Depuis le début de la campagne de vaccination contre la grippe, Colette Brémont voit défiler les bras de ses patients. À 77 ans, elle vaccine chaque jour une dizaine de personnes. En plus de les immuniser contre ce virus, elle les écoute, entend leurs joies et leurs peines, toujours avec le sourire. « J’ai pleuré et ri avec tous, j’ai connu plusieurs générations, vu tant de familles évoluer », résume l’officinale. Lors de ses études à Toulouse, elle s’était promis de revenir chez elle et d’ouvrir une pharmacie au sommet de la petite côte où se trouve son quartier d’Eysses. Une « ville dans la ville » de Villeneuve-sur-Lot, qui, au milieu des années soixante-dix, manquait cruellement d’une officine. « Les patients âgés devaient “descendre” jusqu’au centre-ville pour aller chercher les médicaments. Ce n’était pas toujours simple », se souvient Colette Brémont. En un demi-siècle, les bons moments ont alterné avec d’autres beaucoup plus tristes. Comme il y a dix ans, « lorsque le dernier médecin du quartier a quitté son cabinet après le décès de ses deux enfants », raconte-t-elle avec émotion. Les plus joyeux aussi, comme ce 3 novembre 2025, quand de nombreux patients sont venus lui offrir des fleurs pour fêter les 50 ans de son officine.
Vignette et champignons
En cinq décennies, elle a naturellement vu son métier se transformer. Colette Brémont raconte l’époque où elle passait une grande partie de sa journée à « coller des vignettes sur les ordonnances pour les transmettre à la Sécu », où les patients venaient « étaler leurs champignons sur le comptoir » pour solliciter son expertise. Ce temps où l’on pouvait encore joindre un médecin en cas de problème, où pénuries et tensions d’approvisionnement n’étaient qu’un lointain mirage. « Ces pénuries, c’est une horreur. Les patients le prennent mal, ils pensent parfois que ce n’est de notre faute, que nous sommes trop laxistes… Quant aux médecins, je vous mets au défi de réussir en appeler un au téléphone. Il ne vaut mieux pas tomber malade un vendredi après 17 heures », ironise-t-elle.
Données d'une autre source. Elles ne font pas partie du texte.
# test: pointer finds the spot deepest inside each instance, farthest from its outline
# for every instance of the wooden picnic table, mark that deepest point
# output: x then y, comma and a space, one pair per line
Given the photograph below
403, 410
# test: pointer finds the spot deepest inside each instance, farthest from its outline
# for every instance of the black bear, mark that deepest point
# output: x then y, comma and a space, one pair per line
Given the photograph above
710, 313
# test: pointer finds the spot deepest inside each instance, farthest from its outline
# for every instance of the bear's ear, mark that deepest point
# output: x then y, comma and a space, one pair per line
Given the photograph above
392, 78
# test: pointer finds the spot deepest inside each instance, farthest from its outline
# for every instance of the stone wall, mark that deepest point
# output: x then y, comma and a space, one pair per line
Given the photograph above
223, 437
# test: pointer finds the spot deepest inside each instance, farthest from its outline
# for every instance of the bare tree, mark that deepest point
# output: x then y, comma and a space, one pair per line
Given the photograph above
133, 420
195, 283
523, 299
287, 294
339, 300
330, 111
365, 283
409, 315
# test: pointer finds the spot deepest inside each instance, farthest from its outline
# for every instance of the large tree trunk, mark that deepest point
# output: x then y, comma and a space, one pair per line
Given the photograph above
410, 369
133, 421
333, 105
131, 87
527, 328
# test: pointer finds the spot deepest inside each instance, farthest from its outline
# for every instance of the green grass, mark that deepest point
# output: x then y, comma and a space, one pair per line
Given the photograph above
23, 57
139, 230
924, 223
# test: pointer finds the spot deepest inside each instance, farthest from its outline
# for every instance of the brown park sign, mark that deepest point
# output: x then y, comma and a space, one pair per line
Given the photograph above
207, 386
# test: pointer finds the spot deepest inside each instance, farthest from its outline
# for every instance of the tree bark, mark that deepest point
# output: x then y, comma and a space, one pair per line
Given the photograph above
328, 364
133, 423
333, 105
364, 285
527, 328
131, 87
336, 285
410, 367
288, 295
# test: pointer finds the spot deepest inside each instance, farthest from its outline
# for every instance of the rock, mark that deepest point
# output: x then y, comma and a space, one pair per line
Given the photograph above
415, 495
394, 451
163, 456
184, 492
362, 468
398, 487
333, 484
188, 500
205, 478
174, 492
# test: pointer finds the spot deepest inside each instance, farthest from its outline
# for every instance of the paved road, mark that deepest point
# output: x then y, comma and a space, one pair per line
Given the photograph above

Elle observe aussi à regret moins de respect envers sa profession, mais Colette Brémont ne vit pas pour autant dans le passé. « L’informatique a quand même considérablement simplifié notre exercice », souligne-t-elle par exemple. Malgré une bonne humeur qui semble à toute épreuve, elle est cependant inquiète pour l’avenir. Celui de sa profession tout d’abord. « Avec les attaques de personnes comme M. Leclerc, les pharmacies se trouveront peut-être un jour dans des supermarchés comme au Canada. On finira peut-être par devoir vendre du whisky ou des guirlandes », imagine-t-elle non sans humour. Colette Brémont est surtout préoccupée par l’avenir de son officine. À ce jour, personne ne s’est manifesté pour lui succéder. « Si quelqu’un est prêt à racheter l’officine bien sûr que je suis prête à la vendre. En attendant, je continuerai à venir tant que je le pourrai », promet-elle, refusant d’imaginer son quartier sans pharmacie et ses employées sans travail. Une promesse dont on ne doute pas qu’elle sera tenue.